Je voulais justement prendre le contrepied du stéréotype, je voulais représenter une masculinité fragile, en contradiction avec l’image de l’homme fort, ou plus encore avec l’image de l’homme telle qu’elle a émergé du récent débat autour du mouvement #MeToo. Cette fragilité se heurte à une certaine arrogance qu’on peut observer dans certaines parties ou certains lieux de rencontre de la ville de Zurich, bien qu’accompagnée de beaucoup de superficialité. Dans certains milieux de Zurich, tu n’es accepté que si tu possèdes un certain statut.

Le film a été tourné en grande partie dans le quartier 4. N’est-ce pas un peu le quartier cinématographie par excellence de Zurich?

Il est vrai qu’il a une longue tradition. Pensons par exemple à Bäckerei Zürrer, un film qui présente des personnages similaires à mon protagoniste: le boulanger Zürrer ou le vendeur de marrons d’origine italienne interprété par Ettore Cella.  Nous pourrions dire que Der Büezer est un peu la variante moderne du film de Kurt Früh, sorti en salle en 1957. Depuis quelques années cependant, le quartier a fortement changé. Et dans dix ans, nous n’y trouverons peut-être plus que des appartements hors de prix et des locaux huppés et branchés.

Y-a-t-il des salles ou des distributeurs intéressés à votre film?

Je n’ai pas encore réussi à m’occuper de cet aspect, je n’ai vraiment pas eu le temps.

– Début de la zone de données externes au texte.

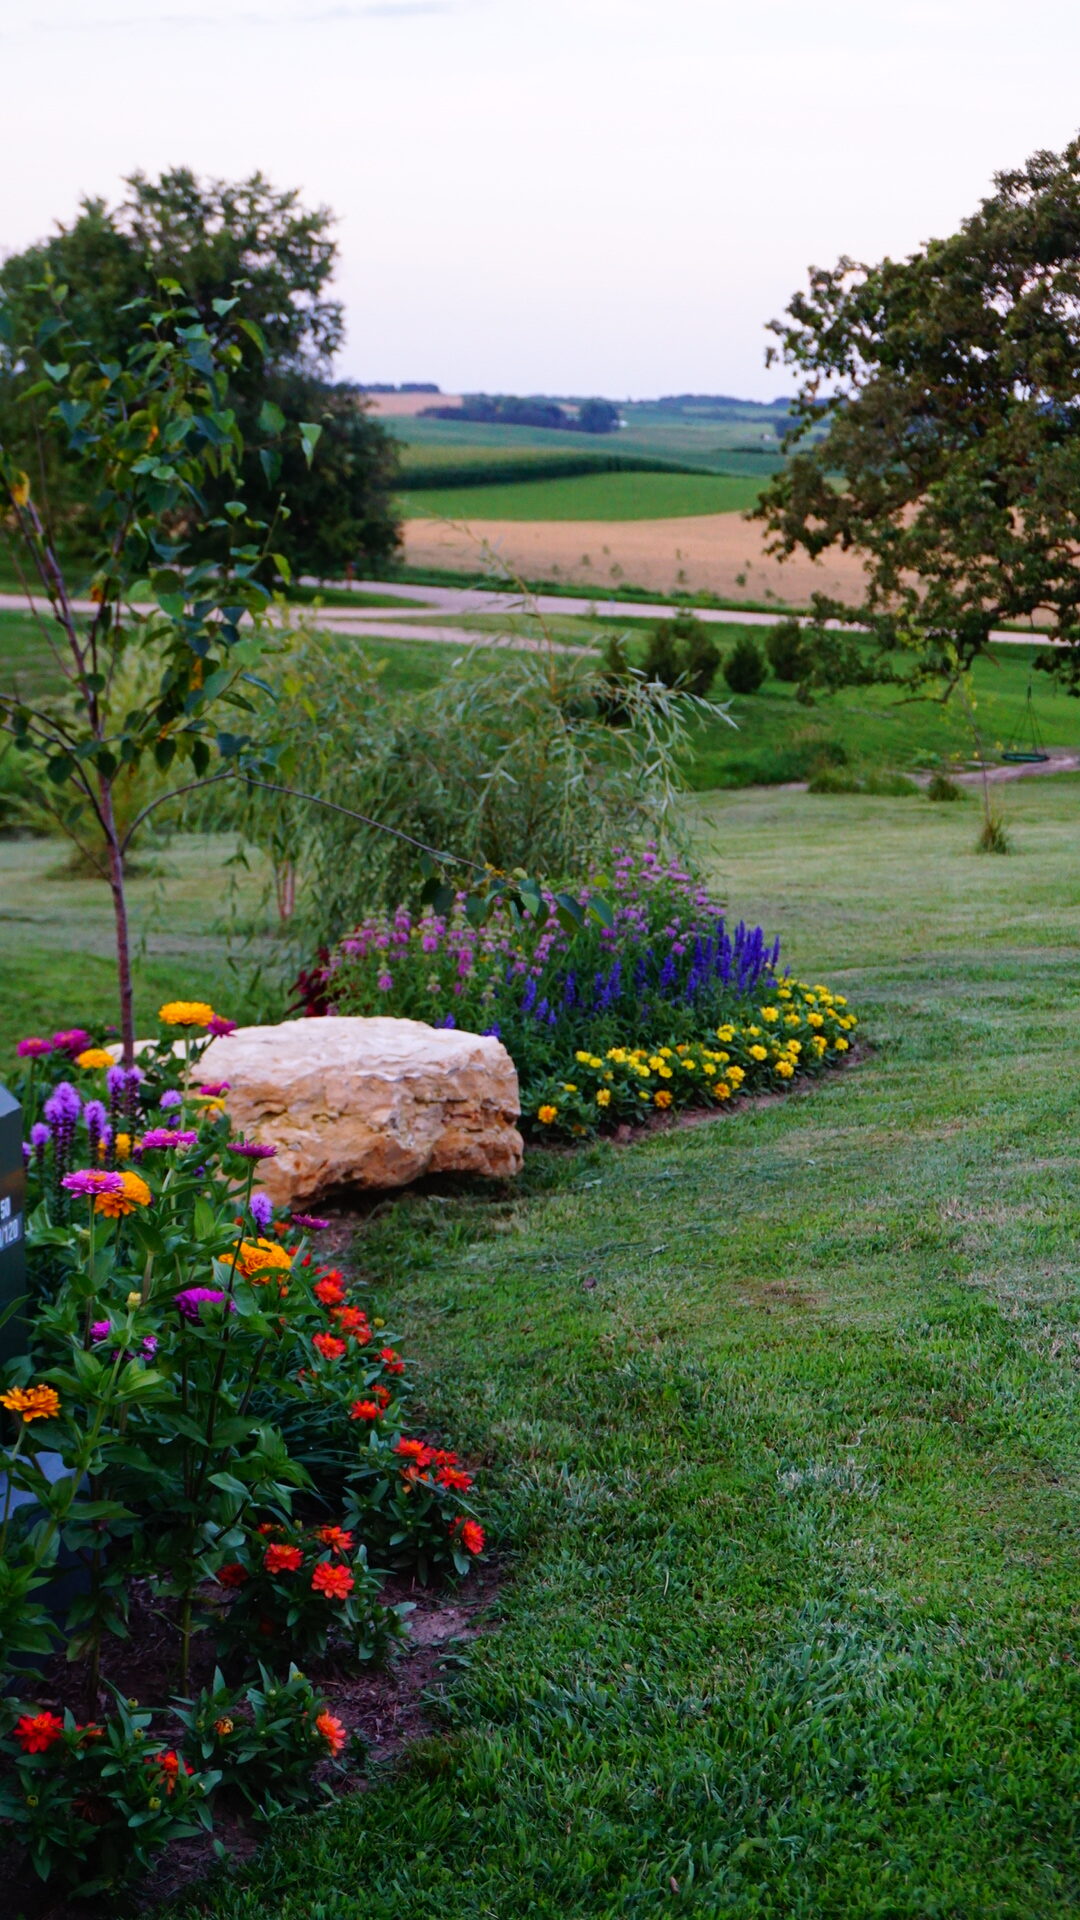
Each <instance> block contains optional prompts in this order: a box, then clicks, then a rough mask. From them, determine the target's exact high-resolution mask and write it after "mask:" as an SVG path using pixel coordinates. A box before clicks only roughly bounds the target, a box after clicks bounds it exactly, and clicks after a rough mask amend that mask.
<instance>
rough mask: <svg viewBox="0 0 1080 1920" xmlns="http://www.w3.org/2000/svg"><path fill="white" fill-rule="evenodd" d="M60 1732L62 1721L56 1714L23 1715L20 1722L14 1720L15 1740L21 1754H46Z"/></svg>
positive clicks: (62, 1721)
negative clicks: (14, 1723) (20, 1748)
mask: <svg viewBox="0 0 1080 1920" xmlns="http://www.w3.org/2000/svg"><path fill="white" fill-rule="evenodd" d="M61 1732H63V1720H61V1718H60V1715H58V1713H35V1715H31V1713H25V1715H23V1716H21V1720H15V1740H17V1741H19V1745H21V1749H23V1753H48V1749H50V1747H52V1743H54V1740H60V1736H61Z"/></svg>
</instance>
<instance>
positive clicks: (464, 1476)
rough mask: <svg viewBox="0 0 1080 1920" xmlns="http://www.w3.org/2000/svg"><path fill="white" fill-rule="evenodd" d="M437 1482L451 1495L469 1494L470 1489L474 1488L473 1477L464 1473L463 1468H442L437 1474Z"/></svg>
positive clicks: (440, 1467)
mask: <svg viewBox="0 0 1080 1920" xmlns="http://www.w3.org/2000/svg"><path fill="white" fill-rule="evenodd" d="M436 1480H438V1484H440V1486H444V1488H446V1490H448V1492H450V1494H467V1492H469V1488H471V1486H473V1475H471V1473H463V1471H461V1467H440V1469H438V1473H436Z"/></svg>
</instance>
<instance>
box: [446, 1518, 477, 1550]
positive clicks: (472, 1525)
mask: <svg viewBox="0 0 1080 1920" xmlns="http://www.w3.org/2000/svg"><path fill="white" fill-rule="evenodd" d="M450 1536H452V1540H455V1542H457V1544H459V1546H463V1548H465V1553H482V1551H484V1528H482V1526H479V1524H477V1521H454V1526H452V1528H450Z"/></svg>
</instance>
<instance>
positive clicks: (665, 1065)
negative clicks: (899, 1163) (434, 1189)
mask: <svg viewBox="0 0 1080 1920" xmlns="http://www.w3.org/2000/svg"><path fill="white" fill-rule="evenodd" d="M598 891H603V893H605V895H607V897H609V900H611V902H613V924H611V925H609V927H603V925H598V924H588V925H586V927H580V929H577V931H567V929H565V927H563V925H559V920H557V918H555V914H553V912H552V914H550V918H548V920H546V924H544V925H542V927H540V929H538V931H536V929H532V931H530V929H528V927H521V925H515V924H513V920H511V918H509V914H507V912H505V910H503V912H500V914H496V916H494V918H492V920H490V922H488V924H486V925H473V924H471V922H469V918H467V914H465V904H463V902H459V904H457V906H455V910H454V912H452V914H450V916H448V918H440V916H436V914H423V916H413V914H411V912H409V910H407V908H404V906H402V908H398V912H396V914H392V916H388V918H384V920H369V922H365V924H363V925H361V927H356V929H354V931H352V933H350V935H346V937H344V939H342V941H340V943H338V947H336V948H334V952H331V954H323V956H321V964H319V966H317V968H315V970H313V972H309V973H304V975H302V977H300V983H298V985H300V993H302V1000H304V1004H306V1008H307V1012H313V1014H319V1012H334V1014H396V1016H402V1018H409V1020H427V1021H429V1023H430V1025H436V1027H454V1025H457V1027H469V1029H473V1031H477V1033H496V1035H498V1037H500V1039H502V1041H503V1044H505V1046H507V1050H509V1054H511V1056H513V1062H515V1066H517V1071H519V1077H521V1106H523V1114H525V1121H527V1125H528V1127H530V1129H532V1131H534V1133H538V1135H544V1133H546V1135H559V1133H561V1135H569V1137H580V1135H588V1133H594V1131H596V1129H601V1127H613V1125H619V1123H640V1121H642V1119H644V1117H646V1116H650V1114H657V1112H659V1114H663V1112H669V1110H678V1108H684V1106H724V1104H730V1102H734V1100H738V1098H740V1096H742V1094H746V1092H761V1091H782V1089H784V1087H788V1085H790V1083H792V1081H794V1079H796V1077H801V1075H807V1073H815V1071H821V1069H822V1068H824V1066H832V1064H838V1062H842V1060H844V1056H846V1054H847V1052H849V1046H851V1033H853V1029H855V1025H857V1021H855V1016H853V1014H851V1012H849V1010H847V1002H846V998H844V995H836V993H830V991H828V987H822V985H813V987H811V985H805V983H803V981H796V979H790V977H788V975H786V973H780V972H778V962H780V943H778V941H773V943H769V941H767V937H765V933H763V931H761V927H748V925H746V924H742V922H740V924H738V925H736V927H728V925H726V920H724V914H723V910H721V906H719V904H717V902H715V900H713V899H711V897H709V893H707V891H705V889H703V887H701V885H700V883H698V881H696V879H694V877H692V876H690V874H688V872H686V870H684V868H682V866H678V864H676V862H663V860H661V858H659V854H657V851H655V849H651V847H650V849H646V852H644V854H642V856H630V854H621V856H619V858H617V862H615V870H613V876H611V877H609V879H607V881H598ZM550 904H552V906H553V900H552V902H550Z"/></svg>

Après le festival, je m’emploierai sûrement à faire circuler mon film le plus possible.

Quels sont vos projets?

Der Büezer est un film très personnel, et pour le réaliser, je me suis occupé de plusieurs choses, pas seulement de la réalisation et de la production. Le prochain film est déjà en chantier. J’aimerais continuer à travailler avec Joel Basman et l’équipe avec laquelle j’ai collaboré jusqu’ici. Je voudrais que ce soit une production de Milieu pictures. Je voudrais en somme le produire encore moi-même. Comme l’indique le nom de la maison de production, il s’agira d’un autre film tourné dans un milieu déterminé, dédié donc à un groupe social ou à un contexte spécifique. Je ne peux pas en dire plus pour le moment.